Le bilan est négatif : le projet est déficitaire. Il faudra importer 111,57 m³ de matériaux en place. Le site ne couvre que 3,6 % de son propre besoin : c'est un chantier d'apport, presque intégralement.
- Ordre de grandeur : 111,57 m³, c'est douze à quatorze camions-bennes à approvisionner, avec les rotations et les nuisances de circulation associées.
- Impact sur la suite : Ce volume devient un poste de bordereau à part entière : fourniture, transport et mise en œuvre du matériau d'emprunt, réglé au mètre cube en place selon l'article 6.6 du fascicule 2 du CCTG.
- Cohérence : Le déficit est très proche du besoin total, ce qui est logique puisque la ressource du site est quasi nulle devant lui.
- Attention : Le matériau importé devra être apte au remblai au sens du GTR et compacté à l'objectif q4 : 95 % de l'OPN en moyenne, 92 % au minimum en fond de couche.
- Comparaison : Abaisser la plateforme pour porter le calage à 0,60 m rendrait le profil symétrique et ramènerait le déficit à environ 20 m³ : le levier de conception est considérable.
Remarque pédagogique : Ce résultat doit être présenté au maître d'ouvrage avec sa sensibilité : « déficit de 112 m³, susceptible de varier de plus ou moins 15 m³ selon la valeur retenue du coefficient de contre-foisonnement ». Un chiffre unique, donné sans marge, est une promesse impossible à tenir.
BILAN FINAL DE LA MISSION
Checklist d'Auto-Évaluation
Avant de clore cet exercice, vérifiez que vous avez bien assimilé la démarche globale de conception :
La mission est remplie et la conclusion est sans ambiguïté : le projet est déficitaire de 111,57 m³ en place. La plateforme est géométriquement validée — dénivelé de 1,20 m absorbé par 0,20 m de déblai et 1,00 m de remblai, point d'équilibre implanté à 1,667 m du bord amont — mais le site ne produit que 3,6 % des matériaux dont il a besoin. Le maître d'ouvrage doit donc intégrer dès maintenant, à son estimation, un poste d'apport de matériaux d'emprunt réglé au mètre cube en place, ainsi que la logistique de transport correspondante, de l'ordre d'une douzaine de rotations de camions.
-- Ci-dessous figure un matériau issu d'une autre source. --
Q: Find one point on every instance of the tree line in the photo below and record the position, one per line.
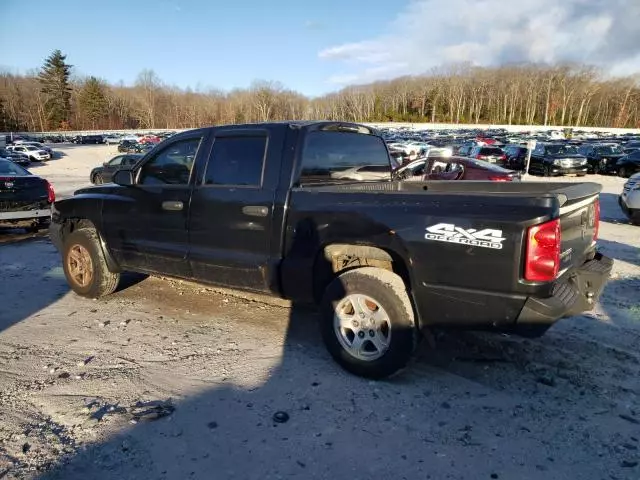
(526, 94)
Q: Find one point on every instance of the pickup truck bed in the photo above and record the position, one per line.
(383, 259)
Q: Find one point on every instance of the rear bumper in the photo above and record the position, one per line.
(577, 294)
(448, 307)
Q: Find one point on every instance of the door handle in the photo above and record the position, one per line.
(172, 206)
(255, 211)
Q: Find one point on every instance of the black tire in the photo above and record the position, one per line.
(389, 291)
(102, 281)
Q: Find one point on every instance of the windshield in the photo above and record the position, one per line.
(609, 149)
(486, 165)
(556, 149)
(10, 168)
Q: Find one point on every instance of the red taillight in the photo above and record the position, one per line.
(596, 219)
(51, 194)
(542, 261)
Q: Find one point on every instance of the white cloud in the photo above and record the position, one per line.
(430, 33)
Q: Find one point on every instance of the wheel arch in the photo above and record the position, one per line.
(71, 224)
(334, 259)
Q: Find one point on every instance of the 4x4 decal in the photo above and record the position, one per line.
(448, 232)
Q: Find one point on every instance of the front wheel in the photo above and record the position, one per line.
(85, 267)
(368, 322)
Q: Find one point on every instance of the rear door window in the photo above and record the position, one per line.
(171, 165)
(328, 154)
(236, 161)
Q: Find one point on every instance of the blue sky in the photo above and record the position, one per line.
(313, 46)
(196, 43)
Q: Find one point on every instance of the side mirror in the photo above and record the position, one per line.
(123, 177)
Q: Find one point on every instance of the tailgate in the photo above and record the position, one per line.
(579, 219)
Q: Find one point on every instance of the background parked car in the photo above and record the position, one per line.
(40, 146)
(489, 154)
(16, 157)
(35, 154)
(557, 159)
(412, 171)
(88, 139)
(629, 164)
(104, 174)
(464, 168)
(516, 157)
(25, 199)
(364, 173)
(629, 199)
(601, 157)
(127, 145)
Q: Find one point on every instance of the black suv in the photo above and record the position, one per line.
(601, 157)
(516, 156)
(104, 173)
(628, 165)
(550, 159)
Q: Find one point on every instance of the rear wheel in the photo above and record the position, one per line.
(368, 323)
(85, 266)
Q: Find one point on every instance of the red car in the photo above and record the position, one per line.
(454, 168)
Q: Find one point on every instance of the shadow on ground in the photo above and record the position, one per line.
(445, 417)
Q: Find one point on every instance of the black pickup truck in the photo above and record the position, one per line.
(265, 207)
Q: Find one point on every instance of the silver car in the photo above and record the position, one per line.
(629, 199)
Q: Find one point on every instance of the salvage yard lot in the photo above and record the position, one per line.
(76, 373)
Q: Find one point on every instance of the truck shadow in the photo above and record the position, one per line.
(24, 295)
(310, 419)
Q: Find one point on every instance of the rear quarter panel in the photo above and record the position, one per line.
(447, 258)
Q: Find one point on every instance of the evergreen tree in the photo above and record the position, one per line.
(54, 82)
(93, 101)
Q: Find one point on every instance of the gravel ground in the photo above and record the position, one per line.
(167, 379)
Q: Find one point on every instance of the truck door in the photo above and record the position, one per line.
(149, 231)
(232, 209)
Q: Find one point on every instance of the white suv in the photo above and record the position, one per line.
(629, 199)
(33, 152)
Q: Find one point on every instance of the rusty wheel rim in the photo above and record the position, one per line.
(80, 265)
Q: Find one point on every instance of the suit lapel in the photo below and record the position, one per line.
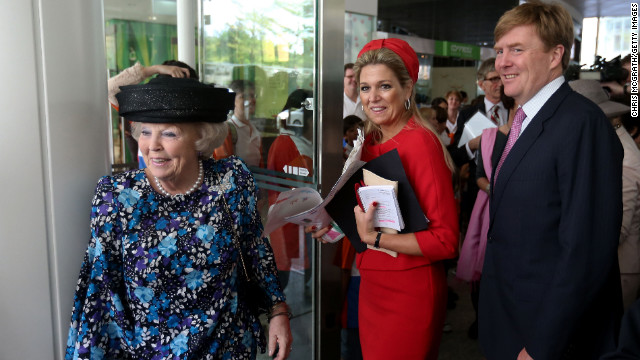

Ce qu'il faut retenir : la géométrie du profil ne suffit pas à chiffrer un mouvement des terres. Le déficit géométrique de 100,00 m³ devient 111,57 m³ une fois le contre-foisonnement pris en compte — 11,57 m³ qui n'apparaissent sur aucun plan et n'existent que dans le comportement du matériau. Côté conception, une piste reste ouverte : porter le calage de 0,20 m à 0,60 m rendrait le profil symétrique et diviserait le déficit par plus de cinq, sans rien changer à la plateforme livrée.